NRR Calculator (Net Run Rate)
A team that scores 287 runs in 50 overs and concedes 243 in 50 overs has a net run rate of +0.880. This NRR calculator works out cricket net run rate exactly as the ICC does, including partial overs, where 47.3 overs means 47 overs and 3 balls, not 47.3 in decimal. Enter runs and overs for both sides of the innings and get the NRR to three decimals.
Quick answer
Net run rate is your scoring rate minus the rate you concede. NRR = (runs scored / overs faced) minus (runs conceded / overs bowled).
Net run rate
+0.880
Run rate for
5.74
Run rate against
4.86
What this tells you
- •Net run rate is your scoring rate minus the rate you concede. NRR = (runs scored / overs faced) minus (runs conceded / overs bowled).
- •Partial overs count by balls. 47.3 overs in cricket notation is 47 + 3/6 = 47.5 decimal overs.
- •A positive NRR means you score faster than you concede. Tournament tables use it to split teams level on points.
- •If a team is bowled out early, tournament rules charge them their full quota of overs, not the overs actually faced.
How to Use
- 1Enter the runs your team scored, then the overs and balls faced.
- 2Enter the runs conceded, then the overs and balls bowled.
- 3Balls are the extra deliveries past whole overs, from 0 to 5.
- 4Read the NRR, plus each side's raw run rate below it.
How It Works
Formula
NRR = (runs scored / overs faced) - (runs conceded / overs bowled)Convert overs to decimal first by dividing the extra balls by 6. A team scoring 287 in 50 overs has a run rate of 5.74. If they conceded 243 in 50 overs, the rate against is 4.86. Subtracting gives an NRR of +0.88. Over a tournament, use total runs and total overs across all matches, not the average of per-match NRRs.

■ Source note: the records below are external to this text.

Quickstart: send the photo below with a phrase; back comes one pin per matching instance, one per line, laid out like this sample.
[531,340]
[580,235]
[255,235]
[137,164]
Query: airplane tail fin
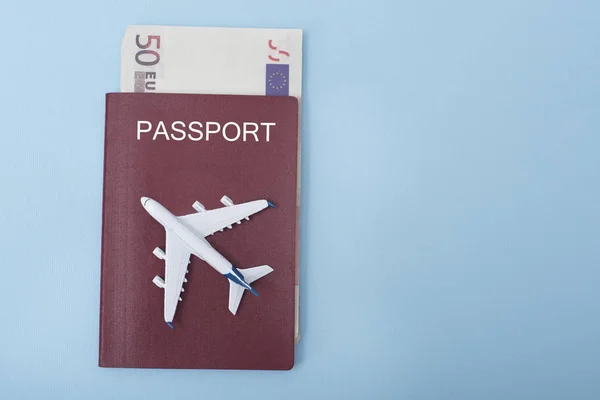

Calculation note: values are processed in the order shown above, using the current input units.
Worked Examples
Full 50-over match
Run rate for is 5.74, rate against is 4.86, difference +0.88.
Chasing side wins early
42.3 overs is 42.5 decimal. 245 / 42.5 = 5.765 against a concede rate of 4.88.
T20 match
19.4 overs is 19.667 decimal. The concede rate of 9.66 beats the scoring rate of 9.25, so NRR is negative.
Balls to Decimal Overs
How cricket overs notation converts to decimal overs for the NRR formula.
| Notation | Decimal overs |
|---|---|
| 20.1 | 20.167 |
| 20.2 | 20.333 |
| 20.3 | 20.5 |
| 20.4 | 20.667 |
| 20.5 | 20.833 |
| 21.0 | 21.0 |
Common mistakes
- Treating 47.3 overs as 47.3 decimal. The .3 means 3 balls, which is 0.5 of an over, so the correct decimal is 47.5.
- Averaging per-match NRRs across a tournament. The correct method divides total runs by total overs across all matches.
- Forgetting the bowled-out rule. A team dismissed in 35 overs of a 50-over match is charged all 50 overs when tournament NRR is calculated.